Что же делать?! Как же мне быть!? Как же там обойдутся без меня мои верные боевые товарищи!? Боже, ну что я такое несу! Какие товарищи!? Бред какой-то, полный бред! Не может всего этого происходить на самом деле! Нонсенс! Маразм!

А, собственно, чем я рискую? Чего это я так беспокоюсь? Живу спокойно в этом мире, никуда отсюда помимо своей воли деться не могу. Ну, и хорошо… Вижу я довольно реалистические и крайне захватывающие сны. Они очень и очень интересны, возбуждают и интригуют. Но, всё-таки, а сны ли это? Ладно, допустим, что я каким-то образом перемещаюсь в другую реальность, в какой-то загадочный мир и становлюсь совсем иным человеком. Грех, однако, отказываться от такого уникального шанса, — жить его жизнью и испытывать новые ощущения и переживания!

А вообще, есть два варианта. Вернее, передо мною возникают два главных вопроса. Они состоят в следующем. Перемещаюсь ли я в другую реальность в виде некой духовной субстанции, находясь в каком-то странном и необычном состоянии, в этаком иллюзорном трансе, сне, вызванными ДИВАНОМ, но при этом сам я никуда не деваюсь, и моё физическое тело в полной безопасности остаётся существовать в этом мире? А, может быть, в другой мир перемещаюсь я сам в своём обличье, и живу там вполне реальной жизнью, покинув на время этот мир?!

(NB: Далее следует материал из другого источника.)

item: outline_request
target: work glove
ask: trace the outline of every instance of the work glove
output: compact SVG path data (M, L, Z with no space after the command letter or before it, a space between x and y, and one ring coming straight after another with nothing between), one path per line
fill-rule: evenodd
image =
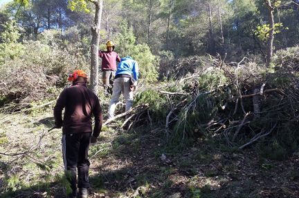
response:
M91 135L91 143L96 143L98 141L98 138Z
M62 126L58 126L58 125L55 125L53 127L53 128L62 128Z

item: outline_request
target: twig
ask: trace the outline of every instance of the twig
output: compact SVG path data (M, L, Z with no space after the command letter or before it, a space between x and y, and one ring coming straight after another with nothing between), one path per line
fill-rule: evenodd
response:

Боже! Какая странная и крайне запутанная ситуация! Зачем мне всё это!? К чему?! Я сначала лихорадочно заметался по кухне в панике, потом немного успокоился и стал медленно бродить в отчаянии туда сюда, застонал. Что же делать, что же делать!? Всё-таки следует убрать этот непонятный объект из моей жизни! К чёрту его!

Но что-то глодало меня изнутри, что-то подспудно не давало покоя. Какая-то потаённая мысль волновала меня. О, Боже! Да что же со мной происходит?! Как нехорошо, как беспокойно на душе! Ну, ну, ну!? В чём причина такого идиотского состояния?! Почему меня охватило такое страшное смятение чувств?!

И тут вдруг меня осенило и я всё понял. Боже мой! Леди Ли! Она и только она царит в моём ещё недавно холодном и давно никем не занятом сердце! Боже мой! Я безумно в неё влюблён! Боже мой! Как она там без меня!? Богиня моя! Солнце моё негасимое! Девочка моя! Пусечка и пулечка! Звезда моей исстрадавшейся души! Королева моя, волшебница потаённых грёз с роскошными волосами цвета безлунной ночи! Её нельзя потерять ни в коем случае! Я обязан Героем вернуться с войны, и она, нимфа, царица всех цариц, будет навеки моей! Главное, — это победить врага и уцелеть. Вот что самое главное! Всё остальное по боку, к чёрту, к хреновой матери! Плевать мне на всё самыми смачными и глубокими плевками!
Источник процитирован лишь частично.